Plenty of people use the motorway in very small cars (and motorbikes) so I don't think that's a good reason not to go. But he's moved further away so can't he pick kids up for contact?

LoopyLoo1991 · Yesterday 20:19

I was taking about the hilly part.
Was in the Lake District with my foster parents and the daughter for 14 months while foster dad was working on a restoration project. 10 minutes out of town was practically wilderness and no phone signal covered between hills!
Both step dad and step mum had to use 4×4s to get around. There was even suggestion of getting walkie talkies as 3G signal wasn't reliable and weather could change in minutes. We were twenty or so minutes from a small town on a good weather day. That became 50 minutes in snow.
Obviously I don't know area OPs going to, but I can see her trepidation. If kids grandmother won't drive there, it sounds like it's steep up and downs.

ClayPotaLot · Yesterday 20:20

Trainup · Yesterday 18:43

a car not meeting the safety standards OP is comfortable doesn’t make her unreasonably anxious.
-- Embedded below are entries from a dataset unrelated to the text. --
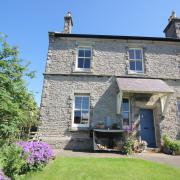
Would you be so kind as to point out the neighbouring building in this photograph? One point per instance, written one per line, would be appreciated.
(99, 87)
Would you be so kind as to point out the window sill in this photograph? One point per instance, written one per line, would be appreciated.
(74, 129)
(135, 73)
(82, 71)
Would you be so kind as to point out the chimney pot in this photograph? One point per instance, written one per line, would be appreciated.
(68, 23)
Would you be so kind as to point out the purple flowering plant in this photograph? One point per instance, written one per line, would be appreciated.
(38, 153)
(2, 176)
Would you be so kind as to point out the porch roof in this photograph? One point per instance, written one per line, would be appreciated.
(137, 85)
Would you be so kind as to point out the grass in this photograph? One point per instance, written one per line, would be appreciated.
(104, 168)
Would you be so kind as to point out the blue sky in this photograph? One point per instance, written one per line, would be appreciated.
(27, 22)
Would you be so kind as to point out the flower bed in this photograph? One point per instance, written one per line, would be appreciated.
(22, 157)
(38, 153)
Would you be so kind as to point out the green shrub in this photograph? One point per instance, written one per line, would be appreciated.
(127, 147)
(13, 160)
(173, 146)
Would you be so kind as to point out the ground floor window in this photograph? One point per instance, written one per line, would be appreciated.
(81, 110)
(125, 111)
(178, 107)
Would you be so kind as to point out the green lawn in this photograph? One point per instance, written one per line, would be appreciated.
(104, 168)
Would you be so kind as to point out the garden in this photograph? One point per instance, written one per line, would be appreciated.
(18, 115)
(22, 158)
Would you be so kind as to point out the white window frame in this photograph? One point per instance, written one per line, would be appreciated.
(178, 112)
(80, 125)
(135, 71)
(77, 56)
(129, 112)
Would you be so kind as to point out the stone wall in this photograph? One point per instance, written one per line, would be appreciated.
(161, 59)
(57, 107)
(110, 59)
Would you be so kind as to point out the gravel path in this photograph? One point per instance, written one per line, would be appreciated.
(151, 156)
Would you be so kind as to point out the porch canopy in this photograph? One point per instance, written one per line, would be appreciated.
(156, 87)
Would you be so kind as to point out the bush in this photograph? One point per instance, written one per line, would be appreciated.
(13, 160)
(39, 153)
(127, 147)
(23, 157)
(2, 176)
(171, 146)
(139, 146)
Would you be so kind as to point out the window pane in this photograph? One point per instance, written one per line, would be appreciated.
(132, 65)
(87, 63)
(125, 115)
(178, 103)
(78, 100)
(87, 53)
(85, 117)
(138, 54)
(81, 53)
(77, 117)
(85, 103)
(131, 54)
(125, 121)
(80, 62)
(125, 105)
(138, 65)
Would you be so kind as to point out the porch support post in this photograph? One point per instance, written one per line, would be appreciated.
(164, 103)
(119, 101)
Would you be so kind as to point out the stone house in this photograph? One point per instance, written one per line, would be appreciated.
(99, 87)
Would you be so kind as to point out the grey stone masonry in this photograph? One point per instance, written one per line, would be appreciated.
(161, 59)
(110, 60)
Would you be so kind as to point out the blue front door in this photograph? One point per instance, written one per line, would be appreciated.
(147, 127)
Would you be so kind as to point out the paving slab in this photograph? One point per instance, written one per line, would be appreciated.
(150, 156)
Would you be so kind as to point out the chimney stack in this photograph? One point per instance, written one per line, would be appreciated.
(172, 30)
(68, 23)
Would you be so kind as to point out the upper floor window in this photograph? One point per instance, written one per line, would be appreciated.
(136, 60)
(125, 111)
(178, 107)
(81, 110)
(84, 58)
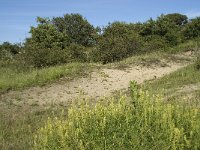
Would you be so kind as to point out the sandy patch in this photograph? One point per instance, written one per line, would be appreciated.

I wouldn’t ever front face my children before the age of 4. Lots of parents do. A tiny proportion of those parents lose their children due to that decision. I won’t be one of them, it’s not a risk I’m willing to take. I don’t care if that’s something you want to mock.

OP has the car she has. The way her car seats fit doesn’t magically change because she’s driving up hills or the motorway.

TransportNerd · Yesterday 20:24

PerkyPinkZebra · Yesterday 20:14

Plenty of people use the motorway in very small cars (and motorbikes) so I don't think that's a good reason not to go. But he's moved further away so can't he pick kids up for contact?

Absolutely.

Given a choice, there's no way I'd drive a Fiat 500, but that's simply because I think they look horrible, not because I have any qualms about their performance or safety. If I owned one, I'd happily drive it anywhere I needed to, because if it had tax, MOT and insurance, it would be perfectly safe to do so.

I certainly wouldn't chuck my toys out the pram and attempt to blackmail my ex.

hahabahbag · Yesterday 20:30

30 minutes is local from my perspective and a fiat 500 is a perfectly good car on motorways. I’ve done over 1000 miles this week on a motorbike on motorways so honestly a fiat500 is huge in comparison.

plsdontlookatme · Yesterday 20:33

I'm not a nervous driver but I think OP is NBU and if her ex had any decency (which he clearly does not) he would have bought a slightly less expensive fuck off twat tank and bought her a sensible car (i.e. a proper hatchback, an estate, basic SUV) so that she and HIS CHILDREN can be safe. Motorway driving is generally fine but unfortunately thick people who are bad drivers make it dangerous because bad drivers "feel safer" in great big cars (because they can't fucking drive). That makes it dangerous for the rest of us.

plsdontlookatme · Yesterday 20:36

I'm really sorry but if you don't think that a man who bought a £90k car and left his ex-partner and the mother of his children with an unsuitable car is a worthless waste of oxygen, I assume you're either an incel or have some other kind of serious psychological issue.

namechangetheworld · Yesterday 20:39

I understand OP. I had a tiny little Micra when our first DD was born, while DH took the 'big' car for work. I refused to do any motorway driving in the Micra, it felt like driving a tin can, and with huge SUVs and lorries zooming past the car rattled and I felt incredibly unsafe. If someone had rear ended me at 80mph the whole thing would have crumpled like a concertina.

Your ex should be picking them up anyway, so the whole thing is irrelevant.

OonaStubbs · Yesterday 20:45

But you are far more likely to be involved in an accident on a normal road and that accident is FAR more likely to be with a car travelling in the opposite direction or coming from a side road, making the collision far more dangerous and/or deadly. Motorways are safe.